The possible strike is over Government plans to impose a controversial new contract on junior doctors next year as part of moves to create a ‘seven-day’ NHS service across the country.

But the most disputed clause in the new contract remains a reduction in junior doctors’ overtime payments – which it has been estimated could slash their salaries by 30 per cent.

Whether the action goes ahead will be depend on the result of the BMA’s ballot of the 30,000 juniors it represents, which closes next Wednesday at 5pm. The result will become public the following day.

The proposed dates and type of action discussed and approved today by the BMA council are as follows:

    Emergency care only – 8am, Tuesday, December 1 to 8am Wednesday December 2, 2015
    Full walk out – 8am to 5pm, Tuesday, December 8, 2015
    Full walk out – 8am to 5pm, Wednesday, December 16, 2015

In an email to all members in England, BMA council chairman Mark Porter said: ‘We are releasing this information at this early stage because we want to give as much notice as possible.

‘It sounds like an oxymoron when talking about industrial action, but we genuinely want to minimise any disruption to other NHS staff and, above all, to patients.

‘It sounds like an oxymoron when talking about industrial action, but we genuinely want to minimise any disruption to other NHS staff and, above all, to patients.

‘Our dispute is with the Government and our ballot for industrial action is a last resort in the face of their continued intransigence.’

The union has refused to get back around the negotiating table with the Government in the row over a new contract, which is set to be imposed from next summer on doctors working up to consultant level.

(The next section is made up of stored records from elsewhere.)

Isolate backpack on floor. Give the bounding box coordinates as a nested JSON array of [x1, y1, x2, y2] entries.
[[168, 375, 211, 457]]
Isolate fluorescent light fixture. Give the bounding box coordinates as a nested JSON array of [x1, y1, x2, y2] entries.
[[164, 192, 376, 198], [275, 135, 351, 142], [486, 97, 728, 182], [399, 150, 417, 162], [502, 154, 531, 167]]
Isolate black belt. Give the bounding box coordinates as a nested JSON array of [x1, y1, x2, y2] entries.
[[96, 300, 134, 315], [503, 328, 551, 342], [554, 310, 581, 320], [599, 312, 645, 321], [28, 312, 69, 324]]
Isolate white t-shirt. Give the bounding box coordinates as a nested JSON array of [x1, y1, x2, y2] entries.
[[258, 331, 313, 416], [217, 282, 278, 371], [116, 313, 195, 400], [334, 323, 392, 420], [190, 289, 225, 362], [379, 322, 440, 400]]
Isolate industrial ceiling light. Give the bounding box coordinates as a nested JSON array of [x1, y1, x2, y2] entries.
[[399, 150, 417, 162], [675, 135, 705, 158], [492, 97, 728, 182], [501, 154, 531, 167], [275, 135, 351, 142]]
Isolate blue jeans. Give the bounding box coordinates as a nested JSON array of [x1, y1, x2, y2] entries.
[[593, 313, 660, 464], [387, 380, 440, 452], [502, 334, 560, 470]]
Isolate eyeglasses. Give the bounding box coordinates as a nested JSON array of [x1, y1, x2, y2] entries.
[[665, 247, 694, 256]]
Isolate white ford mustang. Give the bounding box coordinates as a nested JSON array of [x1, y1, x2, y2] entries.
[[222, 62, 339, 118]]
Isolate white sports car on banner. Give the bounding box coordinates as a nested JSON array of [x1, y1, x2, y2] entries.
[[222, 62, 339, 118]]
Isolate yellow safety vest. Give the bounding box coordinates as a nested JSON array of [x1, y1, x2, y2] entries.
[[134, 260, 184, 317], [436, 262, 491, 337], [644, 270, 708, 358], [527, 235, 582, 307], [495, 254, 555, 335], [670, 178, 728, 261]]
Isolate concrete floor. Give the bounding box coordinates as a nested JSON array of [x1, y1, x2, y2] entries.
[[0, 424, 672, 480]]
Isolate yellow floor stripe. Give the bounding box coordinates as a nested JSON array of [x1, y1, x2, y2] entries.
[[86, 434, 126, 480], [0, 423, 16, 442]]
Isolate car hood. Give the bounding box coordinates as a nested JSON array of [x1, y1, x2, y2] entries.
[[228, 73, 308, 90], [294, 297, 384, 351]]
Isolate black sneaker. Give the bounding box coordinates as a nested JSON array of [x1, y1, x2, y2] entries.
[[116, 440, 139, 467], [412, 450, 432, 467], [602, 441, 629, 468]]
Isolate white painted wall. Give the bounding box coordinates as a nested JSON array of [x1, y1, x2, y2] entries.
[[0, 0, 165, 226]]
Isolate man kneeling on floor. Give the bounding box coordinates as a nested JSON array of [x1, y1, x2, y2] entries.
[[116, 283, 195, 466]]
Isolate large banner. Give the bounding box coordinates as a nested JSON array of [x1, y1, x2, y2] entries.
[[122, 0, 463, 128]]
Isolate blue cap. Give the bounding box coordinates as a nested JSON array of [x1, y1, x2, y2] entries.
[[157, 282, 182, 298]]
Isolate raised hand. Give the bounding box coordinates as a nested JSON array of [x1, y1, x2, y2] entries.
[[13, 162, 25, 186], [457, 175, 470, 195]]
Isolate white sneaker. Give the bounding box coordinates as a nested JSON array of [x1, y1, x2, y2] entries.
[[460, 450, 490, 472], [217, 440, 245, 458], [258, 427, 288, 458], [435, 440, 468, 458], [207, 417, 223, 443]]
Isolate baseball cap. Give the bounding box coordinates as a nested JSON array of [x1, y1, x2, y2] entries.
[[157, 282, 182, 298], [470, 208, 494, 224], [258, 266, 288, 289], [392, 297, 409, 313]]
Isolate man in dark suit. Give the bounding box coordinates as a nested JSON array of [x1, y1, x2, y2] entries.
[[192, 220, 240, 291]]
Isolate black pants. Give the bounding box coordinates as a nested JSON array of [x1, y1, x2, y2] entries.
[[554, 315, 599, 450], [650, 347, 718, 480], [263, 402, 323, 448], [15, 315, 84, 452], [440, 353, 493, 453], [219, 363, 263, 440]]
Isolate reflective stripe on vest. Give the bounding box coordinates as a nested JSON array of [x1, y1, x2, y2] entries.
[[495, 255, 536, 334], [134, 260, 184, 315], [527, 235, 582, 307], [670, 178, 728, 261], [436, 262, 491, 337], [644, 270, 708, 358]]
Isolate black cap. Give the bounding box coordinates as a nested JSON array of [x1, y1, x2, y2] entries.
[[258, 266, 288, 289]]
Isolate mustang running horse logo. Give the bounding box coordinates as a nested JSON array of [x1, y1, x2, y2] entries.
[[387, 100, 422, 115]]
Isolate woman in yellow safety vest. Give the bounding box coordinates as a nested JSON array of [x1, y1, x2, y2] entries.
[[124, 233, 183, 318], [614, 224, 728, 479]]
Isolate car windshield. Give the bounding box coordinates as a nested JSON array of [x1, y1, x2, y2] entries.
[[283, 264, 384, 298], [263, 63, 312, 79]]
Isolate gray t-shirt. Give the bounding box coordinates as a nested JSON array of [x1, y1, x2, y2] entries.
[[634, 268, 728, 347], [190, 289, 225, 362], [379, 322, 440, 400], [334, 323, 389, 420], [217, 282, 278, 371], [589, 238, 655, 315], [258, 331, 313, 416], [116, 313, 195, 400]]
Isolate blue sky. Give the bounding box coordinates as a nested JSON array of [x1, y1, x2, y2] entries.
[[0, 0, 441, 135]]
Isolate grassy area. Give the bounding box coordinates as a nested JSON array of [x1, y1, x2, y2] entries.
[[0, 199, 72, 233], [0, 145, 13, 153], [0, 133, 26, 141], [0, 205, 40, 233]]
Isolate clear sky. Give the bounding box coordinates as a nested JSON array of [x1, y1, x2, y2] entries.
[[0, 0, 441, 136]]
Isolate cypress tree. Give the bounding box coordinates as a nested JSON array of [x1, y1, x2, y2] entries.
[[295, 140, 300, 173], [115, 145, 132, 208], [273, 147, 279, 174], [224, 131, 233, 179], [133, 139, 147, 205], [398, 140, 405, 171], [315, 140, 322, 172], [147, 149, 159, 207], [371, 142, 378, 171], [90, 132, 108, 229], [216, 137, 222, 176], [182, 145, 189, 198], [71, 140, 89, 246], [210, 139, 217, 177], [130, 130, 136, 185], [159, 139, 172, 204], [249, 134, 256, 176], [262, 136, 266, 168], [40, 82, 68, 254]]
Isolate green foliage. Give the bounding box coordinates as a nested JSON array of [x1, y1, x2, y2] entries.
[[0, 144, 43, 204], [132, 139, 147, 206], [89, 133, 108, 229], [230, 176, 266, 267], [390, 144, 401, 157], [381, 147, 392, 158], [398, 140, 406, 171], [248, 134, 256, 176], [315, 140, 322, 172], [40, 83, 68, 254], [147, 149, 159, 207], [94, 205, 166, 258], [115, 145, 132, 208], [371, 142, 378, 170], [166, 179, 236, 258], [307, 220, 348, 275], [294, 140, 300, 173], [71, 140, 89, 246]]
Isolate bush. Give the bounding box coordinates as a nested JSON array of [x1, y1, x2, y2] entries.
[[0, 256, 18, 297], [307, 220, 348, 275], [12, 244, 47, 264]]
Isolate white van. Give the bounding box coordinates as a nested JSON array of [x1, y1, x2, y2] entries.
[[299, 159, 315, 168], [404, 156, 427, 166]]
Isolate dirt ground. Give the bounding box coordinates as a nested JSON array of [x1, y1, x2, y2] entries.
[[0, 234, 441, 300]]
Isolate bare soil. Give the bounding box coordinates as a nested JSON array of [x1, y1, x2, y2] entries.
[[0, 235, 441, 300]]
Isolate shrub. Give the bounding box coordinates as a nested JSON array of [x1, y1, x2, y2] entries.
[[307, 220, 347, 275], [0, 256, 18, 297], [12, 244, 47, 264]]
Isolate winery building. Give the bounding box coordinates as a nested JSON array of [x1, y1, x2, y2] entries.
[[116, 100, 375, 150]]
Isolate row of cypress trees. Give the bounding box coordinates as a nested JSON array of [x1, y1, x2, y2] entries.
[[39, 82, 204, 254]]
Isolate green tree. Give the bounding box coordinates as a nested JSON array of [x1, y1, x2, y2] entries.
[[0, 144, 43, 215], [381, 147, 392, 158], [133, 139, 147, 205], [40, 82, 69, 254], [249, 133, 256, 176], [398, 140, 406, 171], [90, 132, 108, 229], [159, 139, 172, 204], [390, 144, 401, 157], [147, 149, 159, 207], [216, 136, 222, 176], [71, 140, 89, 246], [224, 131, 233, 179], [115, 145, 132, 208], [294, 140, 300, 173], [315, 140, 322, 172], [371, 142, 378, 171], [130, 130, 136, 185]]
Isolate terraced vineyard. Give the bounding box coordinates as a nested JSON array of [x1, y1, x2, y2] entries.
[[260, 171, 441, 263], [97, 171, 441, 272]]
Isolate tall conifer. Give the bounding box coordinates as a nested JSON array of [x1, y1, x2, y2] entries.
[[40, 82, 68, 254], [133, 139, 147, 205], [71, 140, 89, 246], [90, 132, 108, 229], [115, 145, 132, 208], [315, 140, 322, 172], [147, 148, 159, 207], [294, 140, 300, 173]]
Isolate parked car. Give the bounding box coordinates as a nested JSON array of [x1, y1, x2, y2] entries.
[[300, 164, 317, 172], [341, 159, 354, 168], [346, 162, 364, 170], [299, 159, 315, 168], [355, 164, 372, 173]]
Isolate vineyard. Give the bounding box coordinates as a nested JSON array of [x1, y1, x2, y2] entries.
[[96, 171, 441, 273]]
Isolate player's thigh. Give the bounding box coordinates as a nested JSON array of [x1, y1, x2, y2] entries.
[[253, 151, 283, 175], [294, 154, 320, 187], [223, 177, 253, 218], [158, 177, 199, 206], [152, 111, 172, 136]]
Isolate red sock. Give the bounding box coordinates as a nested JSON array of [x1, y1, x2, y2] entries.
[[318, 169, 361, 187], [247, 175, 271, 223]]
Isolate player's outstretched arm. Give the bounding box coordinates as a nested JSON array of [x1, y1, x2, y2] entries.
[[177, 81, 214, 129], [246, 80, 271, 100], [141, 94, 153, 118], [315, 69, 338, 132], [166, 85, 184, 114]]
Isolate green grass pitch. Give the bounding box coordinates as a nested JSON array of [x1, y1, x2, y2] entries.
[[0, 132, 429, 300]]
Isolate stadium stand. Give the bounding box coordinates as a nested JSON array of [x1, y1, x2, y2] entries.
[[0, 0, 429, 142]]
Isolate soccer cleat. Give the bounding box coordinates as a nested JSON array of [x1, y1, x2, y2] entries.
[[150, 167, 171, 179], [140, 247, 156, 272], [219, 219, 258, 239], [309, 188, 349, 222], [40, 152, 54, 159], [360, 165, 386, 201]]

Health Secretary Jeremy Hunt has made a bid to avert strikes with a fresh deal, including an 11 per cent rise in basic pay and overtime pay after 7pm on Saturday evenings, a concession on the previous 10pm.

Flexible pay premiums would be applied to more specialities than just general practice and A&E care, with acute medical ward staff and psychiatrists benefiting, he said.

Mr Hunt argued that just 1 per cent of doctors would lose pay because of the deal and those were limited to doctors working too many hours already.

He said maximum working hours per week would fall from 91 to 72 under the new deal.

Johann Malawana, the BMA’s junior doctor committee chairman, said the increase in basic pay was misleading as it would be ‘offset by changes to pay for unsocial hours – devaluing the vital work junior doctors do at evenings and weekends.’